ISPRS Journal of Photogrammetry and Remote Sensing ( IF 12.7 ) Pub Date : 2021-08-19 , DOI: 10.1016/j.isprsjprs.2021.08.004 D. Wittich 1 , F. Rottensteiner 1
This paper addresses appearance based domain adaptation for the pixel-wise classification of remotely sensed data using deep neural networks (DNN) as a strategy to reduce the requirements of DNN with respect to the availability of training data. We focus on the setting in which labelled data are only available in a source domain , but not in a target domain , known as unsupervised domain adaptation in Computer Vision. Our method is based on adversarial training of an appearance adaptation network (AAN) that transforms images from such that they look like images from . Together with the original label maps from , the transformed images are used to adapt a DNN to . The AAN has to change the appearance of objects of a certain class such that they resemble objects of the same class in . Many approaches try to achieve this goal by incorporating cycle consistency in the adaptation process, but such approaches tend to hallucinate structures that occur frequently in one of the domains. In contrast, we propose a joint training strategy of the AAN and the classifier, which constrains the AAN to transform the images such that they are correctly classified. To further improve the adaptation performance, we propose a new regularization loss for the discriminator network used in adversarial training. We also address the problem of finding the optimal values of the trained network parameters, proposing a new unsupervised entropy based parameter selection criterion, which compensates for the fact that there is no validation set in that could be monitored. As a minor contribution, we present a new weighting strategy for the cross-entropy loss, addressing the problem of imbalanced class distributions.

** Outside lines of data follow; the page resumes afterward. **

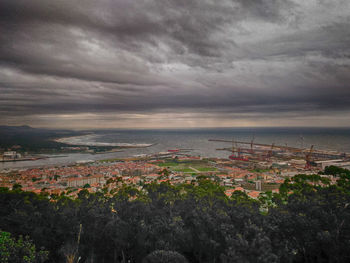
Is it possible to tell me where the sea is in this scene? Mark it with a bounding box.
[0,127,350,171]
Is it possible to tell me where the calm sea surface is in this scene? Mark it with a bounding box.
[0,128,350,170]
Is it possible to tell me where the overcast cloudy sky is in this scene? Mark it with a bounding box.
[0,0,350,129]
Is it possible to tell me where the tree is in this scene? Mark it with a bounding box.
[0,231,49,263]
[142,250,187,263]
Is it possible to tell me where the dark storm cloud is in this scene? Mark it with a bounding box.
[0,0,350,128]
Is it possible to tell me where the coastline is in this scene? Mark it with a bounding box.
[53,134,154,148]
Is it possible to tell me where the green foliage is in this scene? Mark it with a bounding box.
[142,250,187,263]
[0,168,350,262]
[0,231,48,263]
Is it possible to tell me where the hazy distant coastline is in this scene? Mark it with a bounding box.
[54,134,153,148]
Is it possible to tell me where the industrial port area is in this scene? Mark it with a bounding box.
[0,139,350,199]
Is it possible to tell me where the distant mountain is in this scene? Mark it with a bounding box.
[0,125,82,151]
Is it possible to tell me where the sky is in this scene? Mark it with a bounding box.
[0,0,350,129]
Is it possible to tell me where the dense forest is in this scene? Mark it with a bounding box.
[0,167,350,263]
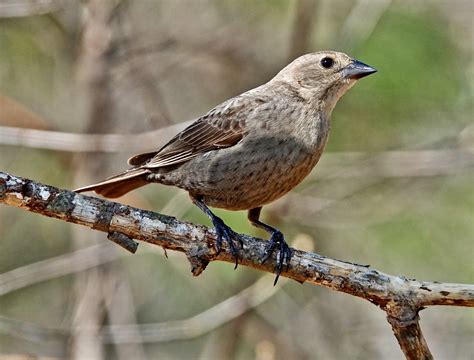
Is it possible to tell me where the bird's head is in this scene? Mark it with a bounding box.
[272,51,377,114]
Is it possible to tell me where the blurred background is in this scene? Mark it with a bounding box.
[0,0,474,360]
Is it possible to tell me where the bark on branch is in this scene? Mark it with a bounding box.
[0,172,474,359]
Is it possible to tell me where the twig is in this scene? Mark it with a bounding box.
[0,244,123,296]
[0,122,474,180]
[0,276,285,344]
[0,172,474,359]
[0,0,63,18]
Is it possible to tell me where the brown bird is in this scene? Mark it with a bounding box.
[75,51,376,283]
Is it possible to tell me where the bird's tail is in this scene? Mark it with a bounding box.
[74,168,149,198]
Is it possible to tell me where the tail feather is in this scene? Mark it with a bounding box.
[74,169,149,198]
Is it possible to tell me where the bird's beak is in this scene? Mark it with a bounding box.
[342,60,377,80]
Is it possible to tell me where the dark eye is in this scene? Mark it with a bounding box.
[321,58,334,69]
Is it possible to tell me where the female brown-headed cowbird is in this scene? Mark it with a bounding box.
[76,51,376,283]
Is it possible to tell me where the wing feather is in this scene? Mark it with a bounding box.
[129,96,266,169]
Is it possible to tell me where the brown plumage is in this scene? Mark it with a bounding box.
[76,51,376,282]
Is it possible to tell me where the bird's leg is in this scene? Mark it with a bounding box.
[248,207,293,285]
[191,196,243,269]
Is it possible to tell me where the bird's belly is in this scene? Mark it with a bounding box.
[176,139,322,210]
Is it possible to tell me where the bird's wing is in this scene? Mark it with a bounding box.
[128,96,266,169]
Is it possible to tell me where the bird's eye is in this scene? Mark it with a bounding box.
[321,57,334,69]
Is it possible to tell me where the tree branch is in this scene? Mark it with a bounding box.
[0,172,474,359]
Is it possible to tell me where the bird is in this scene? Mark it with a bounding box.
[75,51,377,284]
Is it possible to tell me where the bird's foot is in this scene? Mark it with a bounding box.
[212,215,244,269]
[262,230,293,285]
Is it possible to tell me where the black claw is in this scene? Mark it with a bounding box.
[212,216,243,269]
[262,230,293,285]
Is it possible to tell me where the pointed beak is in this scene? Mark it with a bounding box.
[342,60,377,80]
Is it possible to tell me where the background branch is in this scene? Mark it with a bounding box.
[0,173,474,359]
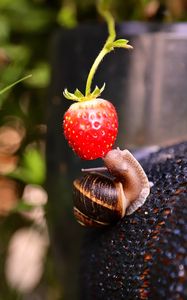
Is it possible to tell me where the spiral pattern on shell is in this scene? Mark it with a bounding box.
[73,173,124,226]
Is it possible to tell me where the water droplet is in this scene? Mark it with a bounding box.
[93,121,101,129]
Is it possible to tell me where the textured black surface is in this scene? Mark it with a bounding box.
[80,143,187,300]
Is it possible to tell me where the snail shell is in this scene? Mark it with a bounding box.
[73,149,150,226]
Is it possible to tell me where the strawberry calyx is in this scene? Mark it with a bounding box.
[63,83,105,102]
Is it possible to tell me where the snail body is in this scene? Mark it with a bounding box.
[73,149,150,226]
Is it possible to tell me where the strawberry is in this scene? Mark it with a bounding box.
[63,98,118,160]
[63,5,132,160]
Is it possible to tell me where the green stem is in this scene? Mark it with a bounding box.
[85,9,116,96]
[0,75,32,95]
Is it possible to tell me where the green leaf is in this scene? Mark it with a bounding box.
[91,83,105,98]
[112,39,133,49]
[0,74,32,95]
[63,89,79,101]
[74,89,84,98]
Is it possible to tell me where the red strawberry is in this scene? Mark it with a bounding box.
[63,98,118,160]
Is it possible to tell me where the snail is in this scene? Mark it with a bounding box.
[73,148,150,227]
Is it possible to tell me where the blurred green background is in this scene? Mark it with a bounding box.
[0,0,187,300]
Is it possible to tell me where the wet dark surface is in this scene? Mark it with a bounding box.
[80,142,187,300]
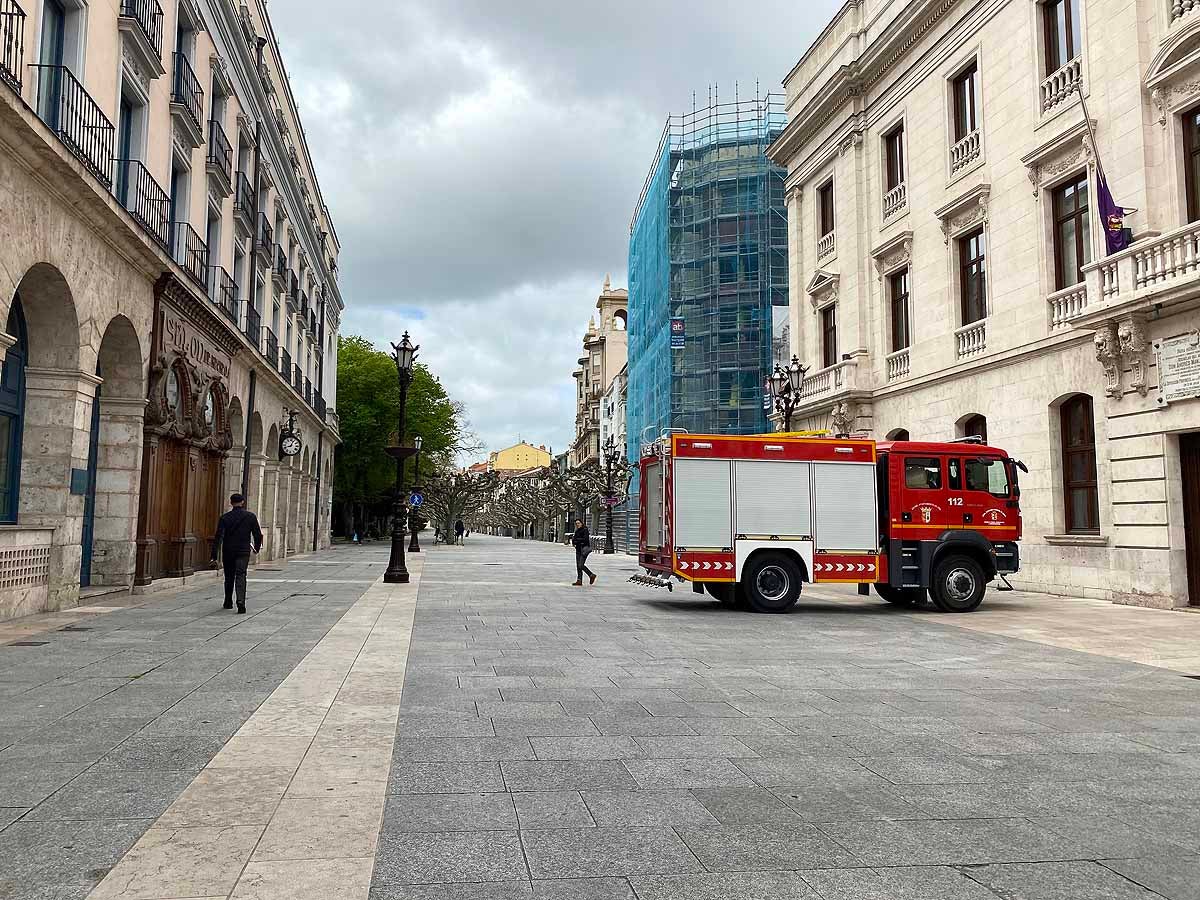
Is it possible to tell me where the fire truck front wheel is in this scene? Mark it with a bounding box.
[929,554,988,612]
[742,553,802,612]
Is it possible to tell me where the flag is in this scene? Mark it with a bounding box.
[1097,170,1133,254]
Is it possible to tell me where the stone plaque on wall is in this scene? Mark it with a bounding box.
[1154,331,1200,407]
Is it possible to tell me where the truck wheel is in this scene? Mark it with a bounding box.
[875,584,925,606]
[929,556,988,612]
[742,553,802,612]
[704,582,745,610]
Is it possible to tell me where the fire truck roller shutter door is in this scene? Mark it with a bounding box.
[673,457,733,550]
[812,462,880,552]
[733,460,812,540]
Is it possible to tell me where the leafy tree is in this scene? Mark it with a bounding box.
[334,335,472,533]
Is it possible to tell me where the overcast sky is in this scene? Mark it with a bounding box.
[271,0,840,451]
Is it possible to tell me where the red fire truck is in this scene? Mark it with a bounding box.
[634,432,1027,612]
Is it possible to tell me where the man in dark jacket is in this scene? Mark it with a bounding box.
[212,493,263,613]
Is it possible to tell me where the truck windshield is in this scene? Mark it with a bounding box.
[964,460,1008,497]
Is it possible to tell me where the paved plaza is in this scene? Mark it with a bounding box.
[0,535,1200,900]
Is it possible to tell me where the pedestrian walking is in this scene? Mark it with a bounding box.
[571,518,596,588]
[212,493,263,613]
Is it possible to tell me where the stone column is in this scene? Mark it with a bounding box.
[91,396,146,587]
[18,367,101,610]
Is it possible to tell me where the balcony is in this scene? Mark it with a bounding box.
[954,319,988,360]
[0,0,25,94]
[233,172,254,238]
[31,65,116,188]
[208,120,233,199]
[170,53,204,149]
[263,325,280,370]
[950,128,983,175]
[1042,56,1084,115]
[170,222,209,286]
[1046,284,1087,331]
[883,181,908,222]
[208,265,239,326]
[116,0,167,78]
[241,304,263,353]
[254,212,275,265]
[887,347,908,382]
[113,160,170,250]
[271,244,288,292]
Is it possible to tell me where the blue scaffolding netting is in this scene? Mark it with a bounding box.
[626,94,787,491]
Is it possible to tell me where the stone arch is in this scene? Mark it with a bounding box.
[80,316,146,587]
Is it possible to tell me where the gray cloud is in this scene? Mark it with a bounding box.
[271,0,836,446]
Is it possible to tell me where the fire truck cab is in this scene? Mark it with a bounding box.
[634,432,1025,612]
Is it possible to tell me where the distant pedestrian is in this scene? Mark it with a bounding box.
[571,518,596,588]
[212,493,263,613]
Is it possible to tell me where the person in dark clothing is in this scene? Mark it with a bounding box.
[212,493,263,613]
[571,518,596,588]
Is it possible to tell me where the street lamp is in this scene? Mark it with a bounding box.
[604,434,622,553]
[408,434,425,553]
[767,355,809,431]
[383,331,420,584]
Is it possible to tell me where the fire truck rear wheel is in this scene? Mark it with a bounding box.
[929,556,988,612]
[742,553,802,612]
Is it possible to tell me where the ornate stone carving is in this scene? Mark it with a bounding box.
[1117,316,1148,397]
[1092,322,1121,400]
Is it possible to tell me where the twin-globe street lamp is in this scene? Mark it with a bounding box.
[604,434,624,553]
[383,331,420,584]
[767,355,809,431]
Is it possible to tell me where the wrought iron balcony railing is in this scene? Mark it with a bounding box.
[209,119,233,179]
[170,53,204,131]
[30,65,116,187]
[263,325,280,370]
[114,160,170,250]
[0,0,25,94]
[121,0,162,56]
[170,222,209,284]
[209,265,238,325]
[233,172,254,222]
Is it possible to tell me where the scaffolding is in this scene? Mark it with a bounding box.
[626,90,787,472]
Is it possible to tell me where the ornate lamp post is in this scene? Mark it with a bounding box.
[767,355,809,431]
[408,434,425,553]
[383,331,420,584]
[604,434,620,553]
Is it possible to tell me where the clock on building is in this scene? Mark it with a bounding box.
[280,432,304,456]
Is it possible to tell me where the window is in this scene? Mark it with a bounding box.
[959,228,988,325]
[1052,173,1092,290]
[821,304,838,368]
[904,456,942,491]
[1042,0,1082,74]
[1183,107,1200,222]
[953,61,979,144]
[817,181,834,238]
[883,122,904,191]
[0,300,29,524]
[964,460,1008,497]
[962,415,988,444]
[888,268,910,353]
[1058,394,1100,534]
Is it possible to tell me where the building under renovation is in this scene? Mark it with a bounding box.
[626,95,787,472]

Our method is evaluated in 42 adaptation scenarios using datasets from 7 cities, all consisting of high-resolution digital orthophotos and height data. It achieves a positive transfer in all cases, and on average it improves the performance in the target domain by in overall accuracy. In adaptation scenarios between the Vaihingen and Potsdam datasets from the ISPRS semantic labelling benchmark our method outperforms those from recent publications by with respect to the mean intersection over union.
中文翻译:
用于航空影像分类的基于外观的深度域自适应
本文使用深度神经网络 (DNN) 作为减少 DNN 对训练数据可用性要求的策略,解决了基于外观的域适应,用于遥感数据的像素级分类。我们专注于标记数据仅在源域中可用的设置, 但不在目标域中 ,在计算机视觉中称为无监督域适应。我们的方法基于外观适应网络 (AAN) 的对抗训练,该网络将图像从 使它们看起来像来自 . 连同来自的原始标签映射,转换后的图像用于使 DNN 适应 . AAN 必须改变某个类的对象的外观,使它们类似于同一类的对象. 许多方法试图通过在适应过程中结合循环一致性来实现这一目标,但这些方法往往会产生在某个领域中频繁出现的结构的幻觉。相比之下,我们提出了 AAN 和分类器的联合训练策略,该策略约束 AAN 对图像进行转换,使其正确分类。为了进一步提高适应性能,我们为对抗训练中使用的鉴别器网络提出了一种新的正则化损失。我们还解决了寻找训练过的网络参数的最优值的问题,提出了一种新的基于无监督熵的参数选择标准,它弥补了没有验证集的事实可以被监控。作为一个小贡献,我们提出了一种新的交叉熵损失加权策略,解决了类分布不平衡的问题。我们的方法使用来自 7 个城市的数据集在 42 个适应场景中进行了评估,所有数据集均由高分辨率数字正射影像和高度数据组成。它在所有情况下都实现了正向迁移,平均而言,它提高了目标域的性能在整体准确度上。在来自 ISPRS 语义标签基准的 Vaihingen 和 Potsdam 数据集之间的适应场景中,我们的方法优于最近发表的方法 关于联合的平均交集。